Overview

This trial is active, not recruiting.

Condition kidney transplantation
Treatment dose adjust group (nfat)
Sponsor University of California, San Francisco
Collaborator Astellas Pharma Inc
Start date April 2013
End date December 2016
Trial size 40 participants
Trial identifier NCT01771705, NFAT dependent cytokines

Summary

The purpose of this study is to compare two different ways of monitoring the immune system to determine how to manage the doses of anti-rejection medications.

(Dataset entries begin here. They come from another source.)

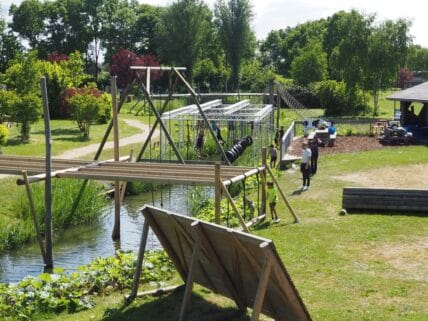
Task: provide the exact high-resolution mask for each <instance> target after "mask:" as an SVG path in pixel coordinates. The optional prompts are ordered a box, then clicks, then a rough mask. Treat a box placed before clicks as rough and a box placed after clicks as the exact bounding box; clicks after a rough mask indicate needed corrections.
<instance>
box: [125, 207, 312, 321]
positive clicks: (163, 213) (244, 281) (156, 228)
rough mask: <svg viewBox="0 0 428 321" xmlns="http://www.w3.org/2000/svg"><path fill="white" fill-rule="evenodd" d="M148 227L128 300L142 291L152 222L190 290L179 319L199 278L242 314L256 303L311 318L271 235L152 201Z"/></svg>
mask: <svg viewBox="0 0 428 321" xmlns="http://www.w3.org/2000/svg"><path fill="white" fill-rule="evenodd" d="M142 213H143V215H144V218H145V220H144V226H143V231H142V234H141V242H140V249H139V252H138V260H137V269H136V272H135V274H134V282H133V286H132V292H131V294H130V296H129V297H128V298H127V303H128V304H129V303H130V302H131V301H132V300H133V299H134V298H135V297H136V296H137V295H138V293H137V290H138V285H139V282H140V277H141V271H142V264H143V260H144V254H145V249H146V242H147V237H148V231H149V227H150V228H151V229H152V231H153V232H154V234H155V235H156V237H157V238H158V239H159V241H160V242H161V244H162V246H163V248H164V249H165V251H166V252H167V253H168V255H169V257H170V258H171V260H172V262H173V263H174V265H175V267H176V269H177V271H178V273H179V274H180V276H181V278H182V280H183V281H184V282H185V291H184V295H183V302H182V305H181V311H180V316H179V320H180V321H184V320H186V319H187V315H188V310H189V305H190V300H191V294H192V289H193V285H194V283H198V284H200V285H202V286H204V287H206V288H208V289H210V290H212V291H214V292H215V293H219V294H221V295H224V296H226V297H228V298H230V299H232V300H233V301H234V302H235V303H236V305H237V307H238V314H243V313H246V310H247V308H252V315H251V321H257V320H259V317H260V313H264V314H266V315H268V316H270V317H272V318H273V319H274V320H276V321H290V320H293V321H310V320H312V319H311V316H310V315H309V312H308V311H307V309H306V307H305V304H304V303H303V300H302V299H301V298H300V296H299V294H298V292H297V289H296V288H295V286H294V284H293V282H292V280H291V277H290V276H289V274H288V272H287V270H286V269H285V267H284V265H283V263H282V261H281V259H280V258H279V255H278V253H277V252H276V249H275V246H274V244H273V242H272V241H271V240H268V239H264V238H261V237H257V236H253V235H249V234H246V233H241V232H239V231H236V230H231V229H228V228H225V227H222V226H218V225H214V224H211V223H207V222H203V221H201V220H197V219H194V218H192V217H187V216H182V215H179V214H175V213H171V212H168V211H163V210H160V209H157V208H154V207H151V206H145V207H144V208H143V210H142Z"/></svg>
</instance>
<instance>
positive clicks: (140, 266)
mask: <svg viewBox="0 0 428 321" xmlns="http://www.w3.org/2000/svg"><path fill="white" fill-rule="evenodd" d="M148 235H149V222H148V221H147V219H144V225H143V233H142V234H141V240H140V248H139V250H138V258H137V267H136V270H135V274H134V281H133V283H132V290H131V294H130V295H129V297H128V299H127V302H126V303H127V304H129V303H131V302H132V300H134V299H135V297H136V296H137V292H138V285H139V284H140V277H141V271H142V269H143V260H144V254H145V252H146V244H147V237H148Z"/></svg>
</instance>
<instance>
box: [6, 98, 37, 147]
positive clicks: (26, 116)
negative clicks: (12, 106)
mask: <svg viewBox="0 0 428 321" xmlns="http://www.w3.org/2000/svg"><path fill="white" fill-rule="evenodd" d="M41 115H42V100H41V99H40V97H39V96H37V95H36V94H34V93H29V94H25V95H23V96H20V97H19V99H18V100H17V104H16V105H15V107H14V108H13V110H12V119H13V120H14V121H15V122H16V123H19V124H21V140H22V141H23V142H28V141H29V140H30V130H31V124H34V123H35V122H37V121H38V120H39V119H40V116H41Z"/></svg>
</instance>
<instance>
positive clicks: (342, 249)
mask: <svg viewBox="0 0 428 321" xmlns="http://www.w3.org/2000/svg"><path fill="white" fill-rule="evenodd" d="M427 151H428V150H427V147H426V146H411V147H393V148H384V149H381V150H375V151H367V152H360V153H345V154H332V155H326V156H322V155H321V158H320V161H319V172H318V173H317V175H316V176H315V177H314V178H313V179H312V184H311V185H312V186H311V189H310V190H309V191H307V192H304V193H302V194H301V193H299V192H296V191H297V190H298V188H299V186H300V185H301V180H300V173H299V172H298V170H295V171H287V172H281V173H280V174H279V176H280V177H279V181H280V184H281V186H282V187H283V188H284V190H285V191H286V194H287V195H288V197H289V201H290V202H291V204H292V206H293V207H294V209H295V211H296V213H297V214H298V216H299V217H300V220H301V223H300V224H293V223H292V222H293V219H292V216H291V215H290V213H289V212H288V211H287V209H286V207H285V205H284V204H282V203H281V202H279V205H278V210H279V213H280V218H281V222H280V223H279V224H274V225H272V224H270V222H269V221H267V222H264V223H262V224H261V225H259V226H258V228H257V229H255V230H254V231H253V232H254V233H255V234H257V235H260V236H263V237H266V238H269V239H272V240H273V241H274V243H275V246H276V248H277V250H278V252H279V254H280V257H281V258H282V260H283V262H284V264H285V266H286V268H287V269H288V272H289V273H290V275H291V277H292V279H293V281H294V283H295V285H296V287H297V289H298V291H299V293H300V295H301V297H302V298H303V300H304V302H305V304H306V306H307V308H308V310H309V312H310V314H311V316H312V318H313V320H315V321H324V320H327V321H334V320H337V321H339V320H340V321H342V320H351V321H352V320H353V321H361V320H373V321H374V320H376V321H379V320H380V321H383V320H384V321H390V320H400V321H410V320H412V321H422V320H427V319H428V306H427V304H426V293H428V282H427V274H426V272H427V270H426V266H427V264H428V256H427V252H426V246H425V244H426V242H427V235H428V222H427V217H421V216H412V215H398V214H396V215H377V214H368V213H360V214H348V215H346V216H339V215H338V212H339V210H340V209H341V195H342V188H343V187H344V186H349V185H352V184H350V183H346V182H344V181H343V180H341V179H340V177H342V176H343V175H346V174H350V173H358V172H360V171H368V170H376V169H382V168H385V167H386V166H388V167H390V168H391V171H393V170H394V168H396V167H401V168H403V167H404V168H405V167H408V166H410V165H415V164H419V165H422V166H426V168H427V169H428V153H427ZM410 174H413V175H419V174H423V173H409V175H410ZM405 179H406V178H405V177H403V178H402V180H400V181H397V187H401V186H403V185H405ZM96 300H97V303H98V305H97V307H96V308H95V309H92V310H88V311H84V312H81V313H77V314H73V315H67V314H60V315H50V316H43V317H40V318H39V320H70V321H71V320H88V321H89V320H109V321H119V320H131V321H134V320H135V321H136V320H154V319H156V320H165V321H166V320H176V319H177V315H178V312H179V307H180V304H181V300H182V294H170V295H164V296H162V297H160V298H143V299H138V300H136V301H135V302H134V303H133V304H132V305H131V306H129V307H126V308H124V307H123V306H122V303H123V294H120V293H116V294H114V295H111V296H108V297H103V298H97V299H96ZM193 300H194V302H195V304H194V305H193V306H192V311H193V312H192V313H193V314H194V315H199V316H200V315H204V314H211V313H214V312H213V311H218V310H221V309H222V308H226V309H230V308H231V307H233V303H231V302H230V301H229V300H226V299H224V298H222V297H220V296H217V295H215V294H213V293H211V292H210V291H207V290H206V289H204V288H200V287H197V288H196V289H195V291H194V298H193ZM229 320H235V321H243V320H248V318H247V317H241V318H235V319H229ZM263 320H268V318H263Z"/></svg>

United States No locations recruiting
Other Countries No locations recruiting

Study Design

Allocation randomized
Endpoint classification efficacy study
Intervention model parallel assignment
Masking open label
Primary purpose prevention
Arm
(Experimental)
Within 2 weeks of a 6 month management biopsy, if eligibility is confirmed, NFAT dependent cytokines including IL-2, IFNg, and GMCSF at times C0 and C1.5 will be performed with the residual expression calculated based on the ratio of C1.5/C0 x 100%. If the average residual expression of the 3 cytokines is <15%, the CNI daily dose will be reduced by 15%. If the average residual gene expression of the 3 cytokines is > 80% the CNI daily dose will be increased by 15%.
dose adjust group (nfat)
If the average residual expression of the 3 cytokines is <15%, the CNI daily dose will be reduced by 15%. If the average residual gene expression of the 3 cytokines is > 80% the CNI daily dose will be increased by 15%.
(No Intervention)
A CNI trough level will be obtained. Adjustments of CNI will be based on target trough drug levels as per standard of care.

Primary Outcomes

Measure
•Number of adjustments made to tacrolimus regimen at 6 months; •Lack of correlation between NFAT-dependent cytokine expression and tacrolimus trough levels
time frame: 6 Months

Secondary Outcomes

Measure
1 year (18 months post-transplant) biopsy proven acute rejections episodes
time frame: 12 Months
1 year (18 months post-transplant) cumulative infectious complications
time frame: 12 Months
1 year (18 months post-transplant) GFR
time frame: 12 Months
1 year (18 months post-transplant) allograft survival
time frame: 12 Months
1 year (18 months post-transplant) patient survival
time frame: 12 Months

Eligibility Criteria

Male or female participants from 18 years up to 80 years old.

Inclusion Criteria: Eligible patients include any patient maintained on triple therapy with tacrolimus, mycophenolate mofetil ,and prednisone who has had no prior rejection episodes and who has undergone a 6 month management kidney biopsy that shows no evidence of acute cellular rejection or antibody mediated rejection. Exclusion Criteria: Any patient not maintained on triple therapy with tacrolimus, mycophenolate mofetil and steroids and/or who had evidence of rejection on 6- month management biopsy.

Additional Information

Official title NFAT-Dependent Cytokine Gene Expression for Immune Monitoring in Kidney Transplant Patients
Principal investigator Flavio Vincenti, M.D.
Description This is a single center randomized controlled trial investigating the efficacy and safety of adjusting calcineurin inhibitor (CNI) dosing based on Nuclear Factor of Activating T Cells (NFAT)-dependent cytokine gene expression as compared to standard of care adjustments based on trough level. Before any study-related evaluations are performed, the patient must give written informed consent. Once consent is obtained, a patient's eligibility to participate in the study will be assessed within 2 weeks of their 6 month management biopsy. Approximately 40 patients who meet inclusion criteria will be randomized at University of California, San Francisco (UCSF). Eligible patients include any patient maintained on triple therapy with tacrolimus, mycophenolate mofetil ,and prednisone who has had no prior rejection episodes and who has undergone a 6 month management kidney biopsy that shows no evidence of acute cellular rejection or antibody mediated rejection.
Trial information was received from ClinicalTrials.gov and was last updated in May 2016.
Information provided to ClinicalTrials.gov by University of California, San Francisco.